ITV is due to show the assisted suicide of a male-to-female transsexual on the soap Coronation Street next week, but a pro-life group has warned that it may cause ‘copycat’ deaths.
The controversial storyline, which began last September, is set to come to its conclusion next Monday when character Hayley Cropper takes a cocktail of drugs to end his life after suffering from pancreatic cancer.
Alistair Thompson, a spokesman for campaign group Care Not Killing, said there is a “danger” that such storylines “gain widespread publicity” and “normalise suicide”, sparking a “spate of copycat deaths from people in a similar plight”.
“What the soap should have done is show how people can access good palliative care”, he said.
The actress Julie Hesmondhalgh, who plays Hayley Cropper, is a member of the Humanist Association and supports assisted suicide.
“It’s not hard to be in favour of it, people whose minds are extremely keen and alert but whose bodies have gone.
“I wouldn’t want to live in that pain and anguish or see my family and friends go through it. I’ve always really understood Hayley’s decision”, she said.
Peter Saunders, head of the Christian Medical Fellowship, previously warned that the soap must present the assisted suicide in a sensitive way.
He wrote on his blog: “Irresponsible portrayal of suicide risks being a recipe for elder abuse and a threat to vulnerable people, many of whom already feel under pressure at a time of austerity and who are worried about being a financial or emotional burden on others.”
The storyline’s conclusion comes after the UK Supreme Court last month considered a case which involved people who want the law to change to allow doctors to assist in suicides.
In Scotland, MSP Margo MacDonald has put forward a new Bill to legalise assisted suicide which opponents argue is “unnecessary, unethical and dangerous”.

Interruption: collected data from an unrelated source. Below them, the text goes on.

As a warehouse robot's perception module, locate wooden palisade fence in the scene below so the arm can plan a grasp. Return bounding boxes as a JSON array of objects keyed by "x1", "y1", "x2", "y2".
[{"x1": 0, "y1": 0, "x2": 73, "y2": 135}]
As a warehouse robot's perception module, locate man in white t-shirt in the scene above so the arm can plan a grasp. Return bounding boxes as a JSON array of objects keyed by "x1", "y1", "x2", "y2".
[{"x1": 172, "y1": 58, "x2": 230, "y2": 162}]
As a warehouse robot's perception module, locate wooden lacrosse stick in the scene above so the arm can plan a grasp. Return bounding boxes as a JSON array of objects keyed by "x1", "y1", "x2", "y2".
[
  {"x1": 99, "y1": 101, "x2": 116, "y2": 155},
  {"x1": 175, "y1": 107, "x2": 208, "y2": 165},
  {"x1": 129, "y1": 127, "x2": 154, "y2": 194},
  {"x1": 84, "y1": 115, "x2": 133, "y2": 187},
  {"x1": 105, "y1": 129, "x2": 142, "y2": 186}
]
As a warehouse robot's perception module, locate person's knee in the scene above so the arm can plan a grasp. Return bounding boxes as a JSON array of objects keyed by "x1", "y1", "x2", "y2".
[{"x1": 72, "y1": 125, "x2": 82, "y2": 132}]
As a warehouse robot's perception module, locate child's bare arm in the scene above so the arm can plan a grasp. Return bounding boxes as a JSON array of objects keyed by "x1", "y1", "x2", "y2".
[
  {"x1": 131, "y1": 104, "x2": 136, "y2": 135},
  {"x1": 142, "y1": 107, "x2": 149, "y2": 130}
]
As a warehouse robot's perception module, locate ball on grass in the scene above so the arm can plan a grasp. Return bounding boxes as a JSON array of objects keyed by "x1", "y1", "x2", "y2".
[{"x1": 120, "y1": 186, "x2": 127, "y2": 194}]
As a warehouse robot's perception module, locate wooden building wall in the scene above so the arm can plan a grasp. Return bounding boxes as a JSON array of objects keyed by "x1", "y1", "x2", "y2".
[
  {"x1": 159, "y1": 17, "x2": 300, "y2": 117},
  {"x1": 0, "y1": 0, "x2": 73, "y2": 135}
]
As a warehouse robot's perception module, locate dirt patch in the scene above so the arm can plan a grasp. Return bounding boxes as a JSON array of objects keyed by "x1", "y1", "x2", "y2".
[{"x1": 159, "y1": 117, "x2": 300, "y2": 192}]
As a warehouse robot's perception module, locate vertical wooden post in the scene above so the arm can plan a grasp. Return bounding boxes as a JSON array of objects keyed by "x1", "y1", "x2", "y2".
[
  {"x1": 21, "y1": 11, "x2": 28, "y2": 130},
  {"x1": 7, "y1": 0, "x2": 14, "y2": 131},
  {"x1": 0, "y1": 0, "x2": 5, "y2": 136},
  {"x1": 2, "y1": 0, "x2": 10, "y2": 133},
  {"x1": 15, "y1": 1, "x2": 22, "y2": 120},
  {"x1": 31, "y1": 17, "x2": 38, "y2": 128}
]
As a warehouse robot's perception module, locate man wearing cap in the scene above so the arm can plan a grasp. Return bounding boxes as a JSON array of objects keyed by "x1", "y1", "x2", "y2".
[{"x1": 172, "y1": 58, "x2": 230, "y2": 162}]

Assisted suicide is illegal in England and Wales and under the 1961 Suicide Act offenders face 14 years in prison.
The leader of disability charity Scope recently resigned her membership of Amnesty International after it distributed pro-assisted suicide leaflets.
Alice Maynard said the inclusion of Dignity in Dying leaflets was “wholly inappropriate” and that under proposals to legalise assisted suicide, “my life would be in much greater jeopardy than it is at the moment”.